У Маргарет запылали щеки. Она не смогла закончить завтрак. Она сгорала со стыда. Ведь говорила же ей Хелен, что юноша собирается покинуть Англию, но ее внимание было тогда поглощено другими вещами и она забыла. Все ее абсурдные треволнения оказались бессмысленными, но теперь вместо них возникло осознание того, что по отношению к миссис Уилкокс она проявила бестактность. Маргарет ощущала ее как горький привкус во рту. Бестактность отравляла жизнь. Бывают минуты, когда она необходима, но горе тому, кто прибегает к ней без нужды. Маргарет быстро надела шляпу и накинула шаль и, как простолюдинка, бросилась в туман, который все еще не рассеялся. Губы ее были плотно сжаты, письмо осталось в руке. В таком виде она пересекла улицу, вошла в мраморный вестибюль здания напротив, проскочила мимо консьержей и бегом поднялась по лестнице на третий этаж. Там она передала свою визитную карточку, и, как ни странно, ее сразу же проводили прямо в спальню к миссис Уилкокс.
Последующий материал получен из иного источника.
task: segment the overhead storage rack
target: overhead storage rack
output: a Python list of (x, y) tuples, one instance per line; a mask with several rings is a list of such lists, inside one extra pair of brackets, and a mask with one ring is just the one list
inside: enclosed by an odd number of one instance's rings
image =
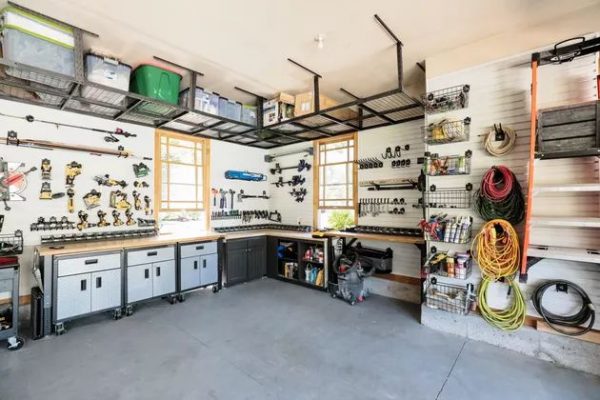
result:
[[(49, 18), (17, 4), (9, 4), (29, 13)], [(275, 148), (423, 118), (422, 103), (404, 92), (402, 43), (377, 15), (375, 15), (375, 19), (389, 33), (396, 45), (398, 87), (368, 97), (358, 97), (341, 89), (352, 100), (321, 109), (319, 105), (321, 75), (290, 59), (289, 61), (314, 75), (314, 111), (270, 126), (264, 126), (262, 120), (263, 102), (266, 99), (240, 88), (236, 89), (256, 96), (256, 125), (194, 109), (197, 80), (203, 74), (159, 57), (154, 57), (154, 59), (189, 74), (190, 90), (186, 94), (189, 96), (186, 106), (90, 82), (85, 78), (84, 73), (83, 36), (98, 37), (98, 35), (62, 21), (49, 19), (73, 29), (75, 39), (74, 76), (62, 75), (0, 58), (0, 65), (3, 67), (3, 71), (0, 71), (0, 98), (258, 148)], [(10, 69), (10, 75), (4, 72), (6, 69)], [(82, 96), (82, 92), (86, 93), (85, 97)], [(123, 100), (118, 104), (110, 103), (106, 101), (110, 97)], [(347, 112), (349, 110), (351, 112)], [(332, 115), (335, 113), (339, 116), (340, 112), (343, 115), (355, 115), (355, 117), (340, 119)]]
– О, миссис Уилкокс, я совершила чудовищную ошибку! Не могу даже выразить словами, как мне жаль и как мне стыдно.

Миссис Уилкокс сдержанно поклонилась. Она была обижена и не пыталась это скрыть. Сидя в постели и опершись на подушки, она писала письма на специальном столике для инвалидов, установленном у нее на коленях. На другом столике рядом стоял поднос с завтраком. Свет от пламени камина, свет из окна и свет от лампы со свечой образовывали дрожащее сияние вокруг ее рук и вместе создавали странную атмосферу рассеивания материи.

– Я знала, что он собирается в Индию в ноябре, но потом забыла.

– Семнадцатого он уплыл в Нигерию, в Африку.

– Я знала. Знаю. Я вела себя так бестолково. Мне очень стыдно.

Миссис Уилкокс не ответила.

– Мне очень, очень жаль, но я надеюсь, вы все-таки простите меня.

– Это не имеет значения, мисс Шлегель. Хорошо, что вы пришли так быстро.

– Имеет, конечно, имеет! – воскликнула Маргарет. – Я повела себя невежливо, а моей сестры даже нет дома, так что у меня нет никакого оправдания.

– В самом деле?

– Она только что уехала в Германию.

– Значит, и она уехала, – тихо проговорила миссис Уилкокс. – Да, конечно, теперь нет повода для волнений – абсолютно никакого повода.

– Так, стало быть, и вы беспокоились! – вскричала Маргарет, волнуясь все больше и больше. Она села, не дожидаясь приглашения. – Как удивительно! Вижу, что вы беспокоились. Вы чувствовали то же, что и я: Хелен не должна с ним снова встретиться.

– Да, я думала, что так будет лучше.

– А почему?

– Это весьма трудный вопрос, – улыбнувшись, сказала миссис Уилкокс, и выражение недовольства начало исчезать с ее лица. – Пожалуй, вы в своем письме хорошо сформулировали на него ответ. Это непроизвольное побуждение, которое может быть ложным.

– Но дело не в том, что ваш сын все еще?..

– О нет. Он часто… Мой Пол, видите ли, еще очень молод.

– Тогда что же это было?

– Непроизвольное побуждение, которое может быть ложным, – повторила она.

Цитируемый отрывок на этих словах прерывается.